Imagining and preparing for what would happen if these experiments went wrong occupied precious little space in the corporate imagination. As we have all discovered, after the Deepwater Horizon rig exploded, the company had no systems in place to respond effectively. Explaining why it did not have even the ultimately unsuccessful containment dome waiting to be activated onshore, BP spokesman Steve Rinehart said, "I don't think anybody foresaw the circumstance that we're faced with now." Apparently, it "seemed inconceivable" that the blowout preventer would ever fail—so why prepare?
This refusal to contemplate failure clearly came straight from the top. A year ago Hayward told a group of graduate students at Stanford University that he has a plaque on his desk that reads, "If you knew you could not fail, what would you try?" Far from being a benign inspirational slogan, this is actually an accurate description of how BP and its competitors behave in the real world. In recent hearings on Capitol Hill, Congressman Ed Markey of Massachusetts grilled representatives from the top oil and gas companies on the ways they had allocated resources. Over three years, they had spent "$39 billion to explore for new oil and gas. Yet the average investment in research and development for safety, accident prevention and spill response was a paltry $20 million a year."

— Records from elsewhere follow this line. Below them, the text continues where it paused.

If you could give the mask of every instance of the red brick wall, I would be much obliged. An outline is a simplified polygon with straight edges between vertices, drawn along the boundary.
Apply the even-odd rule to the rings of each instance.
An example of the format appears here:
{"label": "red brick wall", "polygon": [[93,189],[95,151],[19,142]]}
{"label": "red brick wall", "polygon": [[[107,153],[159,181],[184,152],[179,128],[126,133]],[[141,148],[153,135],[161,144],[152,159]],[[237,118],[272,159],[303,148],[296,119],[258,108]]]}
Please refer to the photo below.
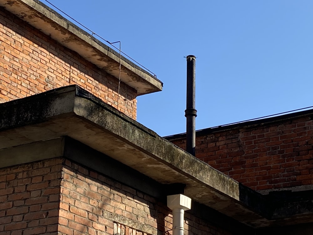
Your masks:
{"label": "red brick wall", "polygon": [[0,169],[0,234],[57,234],[62,163]]}
{"label": "red brick wall", "polygon": [[[78,84],[116,107],[118,80],[0,8],[0,103]],[[136,91],[121,82],[119,110],[136,119]]]}
{"label": "red brick wall", "polygon": [[[256,190],[313,184],[309,116],[196,138],[196,156]],[[173,143],[185,148],[184,139]]]}
{"label": "red brick wall", "polygon": [[[135,231],[136,235],[152,234],[140,225],[145,225],[148,230],[157,228],[159,234],[172,234],[172,216],[166,205],[69,160],[65,161],[61,185],[59,234],[99,234],[105,231],[112,234],[117,226],[125,235],[126,230]],[[117,217],[112,219],[108,213]],[[187,211],[185,222],[186,234],[231,234]],[[133,222],[137,227],[125,224]]]}
{"label": "red brick wall", "polygon": [[[0,234],[172,234],[163,203],[62,158],[0,169]],[[186,235],[231,235],[185,212]],[[226,228],[227,229],[227,228]],[[157,232],[158,231],[158,232]]]}

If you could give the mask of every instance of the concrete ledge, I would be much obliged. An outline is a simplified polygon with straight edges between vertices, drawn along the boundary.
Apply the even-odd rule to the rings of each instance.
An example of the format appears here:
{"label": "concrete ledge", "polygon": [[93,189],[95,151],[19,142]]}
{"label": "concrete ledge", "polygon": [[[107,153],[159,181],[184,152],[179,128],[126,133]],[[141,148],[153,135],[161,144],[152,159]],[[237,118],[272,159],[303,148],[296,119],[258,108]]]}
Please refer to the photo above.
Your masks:
{"label": "concrete ledge", "polygon": [[[118,78],[119,53],[37,0],[0,0],[0,6]],[[124,56],[121,81],[137,95],[162,90],[163,83]]]}
{"label": "concrete ledge", "polygon": [[68,136],[162,185],[185,185],[193,201],[250,226],[313,222],[313,208],[303,208],[309,200],[288,196],[275,204],[78,86],[0,104],[0,149]]}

These priorities go a long way toward explaining why the "Initial Exploration Plan" BP submitted to the government for the ill-fated Deepwater Horizon well reads like a Greek tragedy about human hubris. The phrase "little risk" appears five times. Even if there is a spill, BP confidently predicts that, thanks to "proven equipment and technology," adverse effects will be minimal. Presenting nature as a predictable and agreeable junior partner (or perhaps subcontractor), the report cheerfully explains that should a spill occur, "Currents and microbial degradation would remove the oil from the water column or dilute the constituents to background levels." The effects on fish, meanwhile, "would likely be sublethal" because of "the capability of adult fish and shellfish to avoid a spill [and] to metabolise hydrocarbons." (In BP's telling, rather than a dire threat, a spill emerges as an all-you-can-eat buffet for aquatic life.)
Best of all, should a major spill occur, there is apparently "little risk of contact or impact to the coastline" because of the company's projected speedy response (!) and "the distance [from the rig] to shore"—about forty-eight miles. This is the most astonishing claim of all. In a gulf that often sees winds of more than forty miles an hour, not to mention hurricanes, BP had so little respect for the ocean's capacity to ebb and flow, surge and heave, that it did not think oil could make a paltry forty-eight-mile trip. (In mid-June a shard of the exploded Deepwater Horizon showed up on a beach in Florida, 190 miles away.)